>>but isnt there some way to do that without breakin any laws?
its not like theres any profit being made or anything traded for its value.<<

IANAL! (I am not a lawyer!)... of course, no disclaimer will protect you from lawyers anyway, but we keep trying...

To answer your question, though, from what little I've gleaned from just having a mild interest in the subject, I wouldn't think so.

I think the actual wording of the relevant copyright exceptions would be from the original "Betamax" decision, that states that you have the right to time-shift broadcasts for your own use, and the right to create one archival backup of commercial media for your own use.

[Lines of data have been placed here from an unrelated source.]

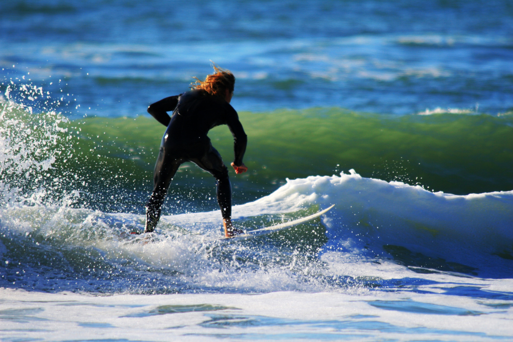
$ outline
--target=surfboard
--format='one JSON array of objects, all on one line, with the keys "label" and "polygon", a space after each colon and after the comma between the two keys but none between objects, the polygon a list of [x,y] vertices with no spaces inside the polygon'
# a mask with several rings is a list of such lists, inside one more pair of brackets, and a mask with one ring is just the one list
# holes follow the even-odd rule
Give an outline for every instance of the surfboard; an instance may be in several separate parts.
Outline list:
[{"label": "surfboard", "polygon": [[241,239],[245,239],[247,238],[249,238],[251,237],[254,237],[255,236],[260,236],[261,235],[266,235],[267,234],[270,234],[271,233],[274,233],[276,232],[279,232],[280,230],[283,230],[286,228],[288,228],[297,225],[299,225],[303,222],[307,222],[310,220],[312,220],[316,217],[318,217],[323,214],[325,214],[327,212],[329,211],[331,208],[335,206],[335,205],[332,205],[329,208],[327,208],[324,210],[321,210],[318,212],[310,215],[307,216],[305,216],[304,217],[301,217],[298,218],[298,219],[295,219],[293,221],[289,221],[289,222],[284,222],[283,223],[280,223],[278,225],[275,225],[274,226],[271,226],[271,227],[266,227],[264,228],[260,228],[259,229],[255,229],[254,230],[250,230],[245,232],[244,234],[239,234],[238,235],[235,235],[234,236],[232,236],[231,237],[223,237],[221,238],[222,240],[227,240],[229,241],[235,241]]}]

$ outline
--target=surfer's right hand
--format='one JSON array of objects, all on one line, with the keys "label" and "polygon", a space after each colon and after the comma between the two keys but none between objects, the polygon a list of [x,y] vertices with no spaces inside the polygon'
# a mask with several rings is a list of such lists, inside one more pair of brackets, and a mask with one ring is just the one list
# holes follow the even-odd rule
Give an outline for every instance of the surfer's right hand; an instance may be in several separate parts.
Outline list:
[{"label": "surfer's right hand", "polygon": [[231,163],[231,166],[233,168],[233,169],[235,170],[235,173],[237,174],[239,174],[239,173],[244,173],[246,171],[248,171],[248,167],[246,165],[244,165],[244,163],[243,163],[239,166],[237,166],[232,163]]}]

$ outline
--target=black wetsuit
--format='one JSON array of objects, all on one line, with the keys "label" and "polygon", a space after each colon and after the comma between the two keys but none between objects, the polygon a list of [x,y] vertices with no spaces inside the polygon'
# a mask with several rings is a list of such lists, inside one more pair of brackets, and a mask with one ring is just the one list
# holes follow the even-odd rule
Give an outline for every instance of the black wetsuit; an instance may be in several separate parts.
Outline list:
[{"label": "black wetsuit", "polygon": [[[167,112],[171,111],[170,117]],[[207,133],[215,126],[227,125],[235,140],[233,163],[242,165],[247,138],[233,107],[224,98],[199,90],[155,102],[148,108],[148,112],[167,129],[155,165],[153,191],[146,205],[145,231],[154,229],[171,181],[185,162],[194,163],[215,177],[221,214],[223,218],[230,218],[231,185],[228,169]]]}]

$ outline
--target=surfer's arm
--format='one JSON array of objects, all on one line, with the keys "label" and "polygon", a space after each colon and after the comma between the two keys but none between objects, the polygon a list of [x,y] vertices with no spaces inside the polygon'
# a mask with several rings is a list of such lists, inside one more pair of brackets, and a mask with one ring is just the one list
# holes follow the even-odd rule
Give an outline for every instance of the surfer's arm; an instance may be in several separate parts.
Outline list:
[{"label": "surfer's arm", "polygon": [[178,104],[178,98],[180,95],[169,96],[163,98],[160,101],[157,101],[150,105],[148,107],[148,112],[151,114],[157,121],[166,127],[171,121],[171,117],[167,112],[172,112],[176,108]]},{"label": "surfer's arm", "polygon": [[[248,169],[242,162],[242,158],[246,152],[246,146],[248,143],[248,136],[244,132],[242,124],[239,120],[237,112],[233,108],[231,109],[230,113],[228,115],[227,124],[230,129],[230,131],[231,132],[232,135],[233,136],[234,140],[233,151],[235,154],[235,159],[231,165],[237,173],[242,173],[245,172]],[[235,167],[241,169],[240,172],[238,172],[238,169]]]}]

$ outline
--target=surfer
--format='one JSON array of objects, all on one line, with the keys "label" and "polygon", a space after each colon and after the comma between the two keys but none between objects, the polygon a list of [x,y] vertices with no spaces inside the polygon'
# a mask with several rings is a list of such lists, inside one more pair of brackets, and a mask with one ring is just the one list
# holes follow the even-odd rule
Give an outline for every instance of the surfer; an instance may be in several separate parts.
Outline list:
[{"label": "surfer", "polygon": [[[146,204],[145,233],[154,230],[169,185],[178,167],[186,162],[194,163],[217,180],[218,203],[225,236],[233,236],[242,231],[231,223],[231,185],[228,168],[207,133],[215,126],[228,125],[234,140],[235,158],[231,166],[238,174],[248,170],[242,162],[247,137],[237,112],[230,105],[235,76],[215,64],[213,67],[215,72],[204,81],[194,77],[196,81],[191,84],[191,90],[166,97],[148,107],[148,112],[167,129],[155,164],[153,190]],[[169,111],[172,111],[170,117]]]}]

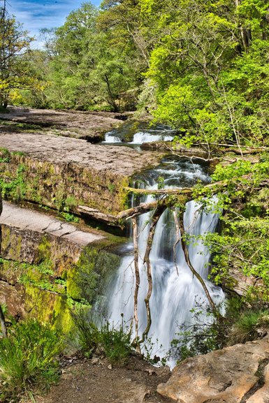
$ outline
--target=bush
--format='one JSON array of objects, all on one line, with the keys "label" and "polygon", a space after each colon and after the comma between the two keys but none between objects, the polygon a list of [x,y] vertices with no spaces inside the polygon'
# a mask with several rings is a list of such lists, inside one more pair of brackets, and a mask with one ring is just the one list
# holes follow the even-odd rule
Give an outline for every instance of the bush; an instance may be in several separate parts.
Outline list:
[{"label": "bush", "polygon": [[103,353],[112,364],[124,365],[131,354],[131,333],[122,324],[115,327],[105,321],[98,326],[83,311],[73,314],[77,342],[87,358],[94,352]]},{"label": "bush", "polygon": [[116,328],[108,321],[100,330],[101,344],[106,357],[112,364],[124,365],[131,353],[131,332],[122,323]]},{"label": "bush", "polygon": [[246,343],[262,337],[269,328],[267,311],[246,311],[239,316],[228,335],[228,344]]},{"label": "bush", "polygon": [[19,402],[55,383],[61,347],[57,333],[34,320],[20,323],[0,339],[0,401]]}]

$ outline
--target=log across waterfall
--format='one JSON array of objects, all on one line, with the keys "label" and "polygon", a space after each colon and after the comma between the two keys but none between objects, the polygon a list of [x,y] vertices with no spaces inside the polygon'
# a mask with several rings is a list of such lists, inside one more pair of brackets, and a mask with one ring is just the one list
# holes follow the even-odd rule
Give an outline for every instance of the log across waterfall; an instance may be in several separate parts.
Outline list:
[{"label": "log across waterfall", "polygon": [[[157,189],[158,177],[161,177],[166,187],[191,186],[199,179],[203,182],[208,181],[208,177],[201,166],[180,160],[165,161],[161,167],[149,172],[148,175],[147,181],[142,183],[142,186],[147,189]],[[141,183],[140,181],[139,183]],[[150,203],[153,200],[153,196],[149,195],[145,201]],[[147,282],[143,260],[149,233],[150,220],[150,213],[144,214],[138,219],[140,284],[138,313],[140,335],[147,326],[144,300],[147,291]],[[217,214],[201,211],[200,206],[193,201],[187,203],[184,224],[185,230],[189,234],[198,235],[206,232],[213,232],[217,222]],[[179,325],[184,323],[191,323],[193,319],[190,310],[195,307],[196,300],[206,300],[201,284],[194,278],[186,263],[180,242],[176,246],[175,258],[174,256],[176,239],[173,212],[166,210],[157,224],[150,253],[153,292],[150,299],[152,323],[149,337],[156,349],[152,351],[153,355],[157,354],[161,357],[165,356],[170,349],[171,341],[177,331],[179,331]],[[126,246],[126,251],[130,251],[131,244],[131,241]],[[204,279],[214,301],[217,303],[222,301],[222,291],[207,279],[210,261],[208,251],[201,242],[196,241],[194,244],[189,246],[189,254],[193,266]],[[108,291],[108,317],[115,325],[120,323],[122,314],[127,324],[131,323],[133,317],[134,290],[133,255],[129,254],[122,258],[116,278],[110,285]],[[173,365],[173,360],[170,364]]]}]

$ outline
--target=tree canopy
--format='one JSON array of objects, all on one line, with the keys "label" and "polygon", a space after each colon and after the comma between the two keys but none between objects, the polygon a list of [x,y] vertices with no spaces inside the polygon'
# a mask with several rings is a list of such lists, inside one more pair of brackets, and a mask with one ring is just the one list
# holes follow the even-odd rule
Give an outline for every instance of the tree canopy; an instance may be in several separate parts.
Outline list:
[{"label": "tree canopy", "polygon": [[28,74],[25,57],[32,38],[22,26],[10,16],[6,6],[0,8],[0,107],[20,96],[19,90],[38,85]]}]

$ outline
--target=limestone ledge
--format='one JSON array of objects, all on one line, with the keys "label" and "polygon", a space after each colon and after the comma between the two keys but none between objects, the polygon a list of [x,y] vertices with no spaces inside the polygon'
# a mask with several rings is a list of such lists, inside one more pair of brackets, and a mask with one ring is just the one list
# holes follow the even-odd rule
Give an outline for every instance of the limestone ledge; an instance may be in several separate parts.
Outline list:
[{"label": "limestone ledge", "polygon": [[269,342],[264,338],[187,358],[157,391],[180,403],[267,403]]},{"label": "limestone ledge", "polygon": [[89,309],[118,267],[120,258],[106,250],[117,237],[3,205],[0,301],[13,315],[68,332],[71,311],[78,305]]},{"label": "limestone ledge", "polygon": [[73,212],[80,205],[114,215],[124,210],[131,178],[157,165],[161,156],[31,133],[0,133],[0,145],[5,198]]}]

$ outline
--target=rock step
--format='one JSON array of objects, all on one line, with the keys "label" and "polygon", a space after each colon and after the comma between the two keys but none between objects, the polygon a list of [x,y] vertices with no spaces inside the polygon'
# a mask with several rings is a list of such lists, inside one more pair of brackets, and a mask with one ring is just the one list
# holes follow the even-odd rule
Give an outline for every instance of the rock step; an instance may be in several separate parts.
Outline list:
[{"label": "rock step", "polygon": [[3,201],[0,224],[25,230],[37,231],[68,240],[80,247],[103,239],[96,231],[86,231],[48,214]]}]

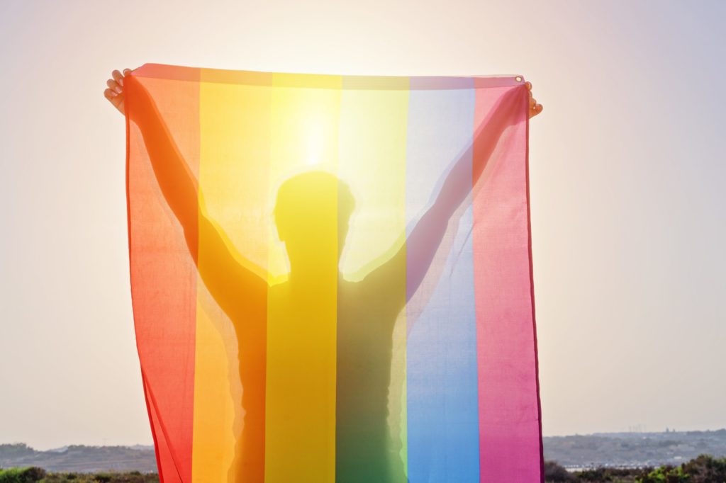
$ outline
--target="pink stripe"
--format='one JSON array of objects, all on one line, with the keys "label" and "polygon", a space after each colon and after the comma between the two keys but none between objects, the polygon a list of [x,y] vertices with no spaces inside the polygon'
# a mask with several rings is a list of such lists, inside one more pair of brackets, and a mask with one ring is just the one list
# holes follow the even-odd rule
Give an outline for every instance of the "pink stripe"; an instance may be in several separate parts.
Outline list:
[{"label": "pink stripe", "polygon": [[[473,200],[480,479],[542,481],[527,196],[527,96],[499,139]],[[510,91],[477,89],[475,126]],[[486,134],[485,134],[486,136]],[[486,154],[484,136],[474,162]],[[504,149],[505,148],[505,149]]]}]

Note that while this right is not currently in doubt, it is being challenged by repeated attempts to legislate it out of existence. The media companies really, really want you to pay, either on a subscription basis or pay-per-view basis, for every bit of entertainment in your life, and are looking for any possible way to make that happen. Ten years ago, would anyone have considered paying by the month for radio?

The term they typically use for the MOST prohibited activity is "distribution". Note that profit is irrelevant; Netflix or Blockbuster can buy a movie and rent it to a thousand people (certainly "distribution"), or "trade it for it's value", but even they, with their clout, cannot ever do it with a copy.

Aside from the letter of the law, if a judge were to bother to examine the principle (doubtful, unless there are at least millions on both sides), I suspect the argument would be that the proposed activity could easily be interpreted as distribution that replaced ("denied") sales to those holding the copyright, thus "denying" them income.

And, of course, there are few higher crimes in this society than denying a huge corporation income... especially as business models themselves increasingly become laws.

Of course, distributing the orignal has exactly the same effect... but they're working on that too- as evidenced by the legal attacks on used-CD stores, for instance- but in the end they'll probably settle for "improving" the media formats every so often (15 years, accelerating) so you have to re-buy your entire entertainment collection (movies, music, games) over and over again instead. Getting everyone to move from vinyl records to CD and from VHS to DVD was hugely profitiable, expect MUCH more of the same, with less benefit to the consumer, and more "digital rights management" (consumer-rights removal) for each round.

Personally, I don't care even a little bit how whether you distribute the orignal or a copy- I just wouldn't make plans to do so publicly.